Según explica el consultor Eduardo Molet, la dación en pago aportaría más beneficios que desventajas, tanto para las entidades financieras como para la economía en su conjunto.

 


Este jueves se debate el decreto ley que eleva el límite del sueldo que no puede ser embargado por impago de una hipoteca. Según Eduardo Molet, consultor inmobiliario de entidades financieras españolas y extranjeras y fundador de Red Expertos Inmobiliarios, medidas como éstas son insuficientes y no sirven para aliviar la situación excepcional por la que atraviesan cientos de miles de personas que, a causa del desempleo, no pueden devolver a las entidades financieras el dinero de la hipoteca. Y a la vista de la profunda crisis económica, el número de afectados seguirá creciendo en los próximos meses e, incluso, años.

Eduardo Molet considera necesario que se aborde sin complejos el debate sobre la dación en pago de la vivienda como una forma de saldar una hipoteca inmobiliaria. “Hay que tener en cuenta que uno de los principales causantes de la crisis económica es el sector financiero, y es quien hasta ahora está recibiendo las ayudas del Estado, y el Estado tiene que solucionar el problema de los ciudadanos, no de los bancos”, asegura Eduardo Molet.

Molet explica que hay muchas más ventajas que inconvenientes en esta forma de cancelar una deuda hipotecaria. “Ayudaría a que las personas que están atrapadas eternamente en la deuda que tienen con los bancos, pudieran comenzar de nuevo y así contribuir a la recuperación de la economía; pero sobre todo, porque no dañaría las cuentas de las entidades financieras en la medida que estas aseguran”.

Según explica Eduardo Molet, la dación en pago les costaría a bancos y cajas bastante menos de los 8.000 millones de euros que las entidades pronostican, y a cambio, la adquisición de estas nuevas viviendas ayudaría a estas entidades a mejorar su cartera inmobiliaria, pues contarían con inmuebles de mejor calidad de los que ahora disponen. En la actualidad, cuentan con suelo y con promociones inmobiliarias enteras inacabadas e invendibles, y con inmuebles embargados con falta de mantenimiento y conservación. “Un stock inmobiliario imposible de colocar en el mercado y que afecta gravemente al sector”, según Molet.
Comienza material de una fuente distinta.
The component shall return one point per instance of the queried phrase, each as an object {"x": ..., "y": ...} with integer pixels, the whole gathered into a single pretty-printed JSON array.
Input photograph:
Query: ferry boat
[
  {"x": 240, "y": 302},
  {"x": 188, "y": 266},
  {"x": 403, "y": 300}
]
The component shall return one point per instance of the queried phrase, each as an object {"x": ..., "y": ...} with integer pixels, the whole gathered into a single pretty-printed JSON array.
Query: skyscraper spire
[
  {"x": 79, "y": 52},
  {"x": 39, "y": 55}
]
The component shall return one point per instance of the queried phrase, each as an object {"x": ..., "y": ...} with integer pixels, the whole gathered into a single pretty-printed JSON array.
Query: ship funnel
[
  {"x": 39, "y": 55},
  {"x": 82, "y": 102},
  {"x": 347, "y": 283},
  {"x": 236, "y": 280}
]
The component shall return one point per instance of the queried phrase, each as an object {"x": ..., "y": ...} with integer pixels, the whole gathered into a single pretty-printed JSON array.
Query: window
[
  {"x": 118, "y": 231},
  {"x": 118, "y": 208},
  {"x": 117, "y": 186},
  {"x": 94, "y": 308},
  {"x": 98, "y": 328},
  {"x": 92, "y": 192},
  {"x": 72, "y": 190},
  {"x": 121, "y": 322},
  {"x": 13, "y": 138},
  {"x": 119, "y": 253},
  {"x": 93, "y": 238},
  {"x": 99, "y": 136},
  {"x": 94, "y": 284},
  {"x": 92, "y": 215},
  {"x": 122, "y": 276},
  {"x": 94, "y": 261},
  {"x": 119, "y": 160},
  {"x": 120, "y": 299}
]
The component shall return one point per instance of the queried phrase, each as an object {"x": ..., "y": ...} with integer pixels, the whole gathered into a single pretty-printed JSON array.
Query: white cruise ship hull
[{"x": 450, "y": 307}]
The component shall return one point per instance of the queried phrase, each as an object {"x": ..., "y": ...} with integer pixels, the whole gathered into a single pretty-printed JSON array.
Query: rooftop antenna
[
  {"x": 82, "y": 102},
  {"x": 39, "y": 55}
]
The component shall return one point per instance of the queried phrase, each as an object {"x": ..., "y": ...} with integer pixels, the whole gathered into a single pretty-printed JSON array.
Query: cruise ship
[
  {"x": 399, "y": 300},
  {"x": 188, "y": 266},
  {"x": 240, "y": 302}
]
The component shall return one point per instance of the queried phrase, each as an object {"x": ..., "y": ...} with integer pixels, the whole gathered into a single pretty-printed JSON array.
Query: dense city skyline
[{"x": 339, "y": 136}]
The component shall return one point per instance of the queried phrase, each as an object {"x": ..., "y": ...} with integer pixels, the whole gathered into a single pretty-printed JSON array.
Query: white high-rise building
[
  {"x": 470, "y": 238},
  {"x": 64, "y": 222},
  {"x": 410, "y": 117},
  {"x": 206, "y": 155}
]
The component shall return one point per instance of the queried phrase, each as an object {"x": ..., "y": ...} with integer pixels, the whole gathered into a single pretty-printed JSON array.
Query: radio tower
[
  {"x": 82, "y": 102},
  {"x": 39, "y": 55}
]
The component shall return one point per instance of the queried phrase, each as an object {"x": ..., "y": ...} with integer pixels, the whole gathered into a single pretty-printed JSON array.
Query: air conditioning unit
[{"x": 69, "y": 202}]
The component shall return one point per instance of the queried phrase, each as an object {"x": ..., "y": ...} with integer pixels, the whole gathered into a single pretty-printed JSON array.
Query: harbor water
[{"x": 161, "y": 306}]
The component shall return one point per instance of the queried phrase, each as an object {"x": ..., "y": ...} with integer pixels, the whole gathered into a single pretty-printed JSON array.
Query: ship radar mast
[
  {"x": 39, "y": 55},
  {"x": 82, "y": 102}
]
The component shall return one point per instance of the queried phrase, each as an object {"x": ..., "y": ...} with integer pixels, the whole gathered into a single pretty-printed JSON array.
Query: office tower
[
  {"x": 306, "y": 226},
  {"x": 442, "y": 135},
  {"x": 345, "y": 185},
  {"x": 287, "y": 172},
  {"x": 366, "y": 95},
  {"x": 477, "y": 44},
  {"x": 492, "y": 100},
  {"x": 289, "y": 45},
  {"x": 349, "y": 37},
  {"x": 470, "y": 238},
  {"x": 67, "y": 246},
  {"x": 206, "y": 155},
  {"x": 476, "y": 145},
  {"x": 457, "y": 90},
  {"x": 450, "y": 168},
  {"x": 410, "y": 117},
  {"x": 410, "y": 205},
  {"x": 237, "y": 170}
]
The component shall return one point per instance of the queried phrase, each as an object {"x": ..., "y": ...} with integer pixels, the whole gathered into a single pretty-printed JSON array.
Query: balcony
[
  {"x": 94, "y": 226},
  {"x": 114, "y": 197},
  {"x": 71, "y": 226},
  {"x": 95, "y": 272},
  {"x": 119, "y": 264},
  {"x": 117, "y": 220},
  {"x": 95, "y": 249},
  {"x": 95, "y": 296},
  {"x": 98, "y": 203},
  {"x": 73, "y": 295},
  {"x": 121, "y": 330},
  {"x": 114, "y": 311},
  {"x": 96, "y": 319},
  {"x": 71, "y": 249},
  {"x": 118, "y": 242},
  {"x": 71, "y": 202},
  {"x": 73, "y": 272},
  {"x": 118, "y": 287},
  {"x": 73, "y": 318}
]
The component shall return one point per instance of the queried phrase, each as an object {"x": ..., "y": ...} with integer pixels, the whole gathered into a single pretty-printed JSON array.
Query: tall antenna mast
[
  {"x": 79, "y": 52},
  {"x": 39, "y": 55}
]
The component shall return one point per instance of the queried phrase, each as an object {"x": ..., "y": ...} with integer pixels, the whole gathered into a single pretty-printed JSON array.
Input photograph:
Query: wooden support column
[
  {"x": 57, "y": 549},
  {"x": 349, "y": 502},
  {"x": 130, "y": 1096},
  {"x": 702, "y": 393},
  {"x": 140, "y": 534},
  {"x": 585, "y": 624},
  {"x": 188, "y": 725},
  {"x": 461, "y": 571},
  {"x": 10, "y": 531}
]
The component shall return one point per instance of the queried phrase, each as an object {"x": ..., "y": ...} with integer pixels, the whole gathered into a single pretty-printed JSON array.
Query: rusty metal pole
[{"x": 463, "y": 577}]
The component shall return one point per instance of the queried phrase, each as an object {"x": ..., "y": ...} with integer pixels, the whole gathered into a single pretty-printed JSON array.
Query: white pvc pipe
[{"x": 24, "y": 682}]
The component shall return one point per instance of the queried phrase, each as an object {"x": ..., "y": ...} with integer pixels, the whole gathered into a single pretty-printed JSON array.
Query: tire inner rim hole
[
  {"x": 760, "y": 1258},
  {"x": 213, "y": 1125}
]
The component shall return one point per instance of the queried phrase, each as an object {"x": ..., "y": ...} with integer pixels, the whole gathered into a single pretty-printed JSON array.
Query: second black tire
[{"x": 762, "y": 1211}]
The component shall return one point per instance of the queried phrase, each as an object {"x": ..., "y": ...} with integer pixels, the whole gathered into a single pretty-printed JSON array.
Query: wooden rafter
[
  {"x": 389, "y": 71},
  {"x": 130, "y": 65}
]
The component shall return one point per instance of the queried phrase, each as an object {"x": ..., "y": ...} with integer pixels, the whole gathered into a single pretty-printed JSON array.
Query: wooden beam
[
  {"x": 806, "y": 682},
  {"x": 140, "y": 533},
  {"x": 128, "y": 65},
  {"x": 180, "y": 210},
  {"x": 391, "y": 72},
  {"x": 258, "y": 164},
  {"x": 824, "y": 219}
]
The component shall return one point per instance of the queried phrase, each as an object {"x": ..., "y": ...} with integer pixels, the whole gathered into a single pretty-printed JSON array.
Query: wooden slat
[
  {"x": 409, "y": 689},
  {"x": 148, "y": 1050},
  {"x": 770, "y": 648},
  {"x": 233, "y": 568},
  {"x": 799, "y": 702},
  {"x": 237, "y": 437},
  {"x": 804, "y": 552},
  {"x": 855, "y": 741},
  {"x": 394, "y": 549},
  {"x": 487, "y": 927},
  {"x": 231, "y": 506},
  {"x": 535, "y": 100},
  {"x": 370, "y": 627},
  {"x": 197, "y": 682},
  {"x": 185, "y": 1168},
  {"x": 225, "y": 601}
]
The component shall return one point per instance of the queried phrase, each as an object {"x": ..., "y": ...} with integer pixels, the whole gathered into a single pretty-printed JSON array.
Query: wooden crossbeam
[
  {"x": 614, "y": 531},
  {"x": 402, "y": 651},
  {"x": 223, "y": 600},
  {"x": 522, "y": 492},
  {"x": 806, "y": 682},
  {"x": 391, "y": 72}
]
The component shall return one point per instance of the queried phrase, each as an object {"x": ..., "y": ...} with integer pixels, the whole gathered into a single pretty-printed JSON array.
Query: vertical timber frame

Pero la razón de peso más importante para plantear la dación en pago es que las personas hipotecadas no están dispuestas tan fácilmente a perder su casa, aunque sea a cambio de cancelar el 100% de la deuda. “Tradicionalmente, lo último que deja de pagar un español es la letra del piso, y que exista la dación en pago no hará que esto cambie”, explica Eduardo Molet. “Además, es insostenible afrontar el impago de las hipotecas tal y como se está haciendo ahora: subastando pisos embargados que al final se adjudica el propio banco por un valor muy pequeño, y que hace que la deuda de la persona embargada siga siendo enorme. Así pues, tarde o temprano las entidades financieras tendrán que aceptar la dación en pago como la solución más sensata”.

Eduardo Molet explica que la dación en pago, que se sabe que diversos bancos y cajas de ahorro están aplicando tras negociar con sus clientes afectados, también serviría para que la banca pudiera mejorar su imagen frente a la sociedad, que la considera la principal responsable de la crisis económica.